1ビット思考は、∃xPxと∀xPxを混同することから容易に発生します。世の中には「右か左か」「〇〇推進派か〇〇反対派か」などのようにわかりやすい二項対立を好む言説も多くみられますが、これらも1ビット思考に基づくものです。ここでは右や左や〇〇推進派や〇〇反対派といった「自分と同じ意見かどうか」という(しばしば色眼鏡でバイアスがかかる)価値判断と本来の論理的思考とがまったく異なるものだということを図式化するために、図1のような概念図に表してみます。

図1 意見の相違と論理性の概念図
図1 意見の相違と論理性の概念図

 ∃xPxと∀xPxを混同する1ビット思考は図の上端と下端どちらにも存在します。例えば再エネに懐疑的な人が再エネであれば何でもケチをつけて回ったり、再エネに好意的な人が再エネであれば何でも疑いなく賞賛するような極端な考え方です。論理破綻で極端な思考に走るが故に、自分と異なる意見を「敵」とみなし、その「敵」の中から敢えて極端な言説を探し出し、それを攻撃することによって自身の優越性に浸る…という1ビット思考同士の醜い争いが世の中いたるところで発生しています(図左側の矢印①)。

真の科学的論争とは

 どの分野にもどの組織にも1ビット思考的な人は一定割合存在しますが、それは∃xPxであり∀xPxではありません。我々がなすべきことは、立場や意見が異なったとしても「共通ルール」を共有する人同士が同じテーブルにつき、論理的に議論を進めていくことです(図右側の矢印②)。共通ルールとは論理性や科学的エビデンスであり、それを用いた議論が本来の合意形成というものです。そして、戦うべき相手は立場や意見が異なる人ではなく、非論理的で極端な言説に対してなのです。ちなみに本項では科学技術の議論、とりわけエネルギー問題を念頭に置いてますが、この考え方は他の分野の合意形成・政策決定、歴史問題や国際問題などさまざまな分野で応用可能です。
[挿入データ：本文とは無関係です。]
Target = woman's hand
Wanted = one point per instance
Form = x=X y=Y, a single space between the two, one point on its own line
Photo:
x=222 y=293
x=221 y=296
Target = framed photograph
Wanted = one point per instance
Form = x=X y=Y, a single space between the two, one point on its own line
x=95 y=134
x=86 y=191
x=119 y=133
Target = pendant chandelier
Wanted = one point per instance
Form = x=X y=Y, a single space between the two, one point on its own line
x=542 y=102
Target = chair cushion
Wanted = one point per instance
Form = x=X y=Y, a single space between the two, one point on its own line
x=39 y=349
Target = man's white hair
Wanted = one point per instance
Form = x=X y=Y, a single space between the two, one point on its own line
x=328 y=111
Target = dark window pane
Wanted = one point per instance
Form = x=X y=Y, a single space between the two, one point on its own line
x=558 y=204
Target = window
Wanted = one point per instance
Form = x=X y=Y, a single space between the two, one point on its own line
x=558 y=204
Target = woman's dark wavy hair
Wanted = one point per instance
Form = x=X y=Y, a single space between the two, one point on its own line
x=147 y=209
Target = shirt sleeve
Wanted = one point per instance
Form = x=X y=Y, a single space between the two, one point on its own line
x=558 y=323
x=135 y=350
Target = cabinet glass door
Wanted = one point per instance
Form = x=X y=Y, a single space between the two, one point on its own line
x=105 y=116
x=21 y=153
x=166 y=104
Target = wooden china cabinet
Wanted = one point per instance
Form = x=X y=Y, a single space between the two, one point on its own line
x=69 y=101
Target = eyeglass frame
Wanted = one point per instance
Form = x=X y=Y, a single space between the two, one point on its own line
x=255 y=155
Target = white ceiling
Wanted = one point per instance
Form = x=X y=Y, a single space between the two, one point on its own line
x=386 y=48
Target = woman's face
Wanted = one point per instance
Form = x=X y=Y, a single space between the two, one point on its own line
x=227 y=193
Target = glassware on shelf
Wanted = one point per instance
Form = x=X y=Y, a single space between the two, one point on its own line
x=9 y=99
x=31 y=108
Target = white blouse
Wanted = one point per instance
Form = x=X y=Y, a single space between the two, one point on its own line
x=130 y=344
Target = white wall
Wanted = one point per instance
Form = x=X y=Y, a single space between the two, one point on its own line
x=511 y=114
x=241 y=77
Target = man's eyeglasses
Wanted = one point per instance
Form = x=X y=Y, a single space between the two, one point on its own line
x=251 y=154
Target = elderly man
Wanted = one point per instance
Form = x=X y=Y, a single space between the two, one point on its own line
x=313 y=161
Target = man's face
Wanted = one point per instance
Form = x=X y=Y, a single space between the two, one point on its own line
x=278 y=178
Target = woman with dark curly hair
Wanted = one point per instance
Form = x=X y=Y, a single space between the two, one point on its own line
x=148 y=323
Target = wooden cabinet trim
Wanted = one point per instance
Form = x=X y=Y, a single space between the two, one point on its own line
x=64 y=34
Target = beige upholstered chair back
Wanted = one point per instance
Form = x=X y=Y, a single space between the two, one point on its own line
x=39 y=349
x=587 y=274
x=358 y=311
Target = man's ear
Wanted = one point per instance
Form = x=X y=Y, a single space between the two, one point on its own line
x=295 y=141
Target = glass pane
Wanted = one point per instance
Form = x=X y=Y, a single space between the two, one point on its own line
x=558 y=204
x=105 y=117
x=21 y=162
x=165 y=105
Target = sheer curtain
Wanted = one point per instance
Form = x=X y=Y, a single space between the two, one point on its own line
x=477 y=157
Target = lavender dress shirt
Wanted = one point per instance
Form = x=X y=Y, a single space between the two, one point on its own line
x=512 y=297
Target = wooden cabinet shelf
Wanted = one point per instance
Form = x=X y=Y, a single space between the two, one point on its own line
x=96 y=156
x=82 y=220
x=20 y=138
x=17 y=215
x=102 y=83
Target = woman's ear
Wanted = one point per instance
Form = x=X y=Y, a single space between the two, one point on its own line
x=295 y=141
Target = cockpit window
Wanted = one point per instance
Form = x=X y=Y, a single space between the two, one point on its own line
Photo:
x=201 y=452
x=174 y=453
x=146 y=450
 真の対立軸は、実は図の垂直方向(意見が異なるかどうか)にあるのではなく、水平方向(論理的であるかどうか)にあります。つまり、相手の立場や意見が同じか違うかに関わらず、非論理的な思考に対して「それは違う」と言いつづけることが必要です。ひとりひとりがそのような地道な活動を心がけることが、明るい日本の(そして地球の)未来が切り開ける唯一の道だと筆者は考えています。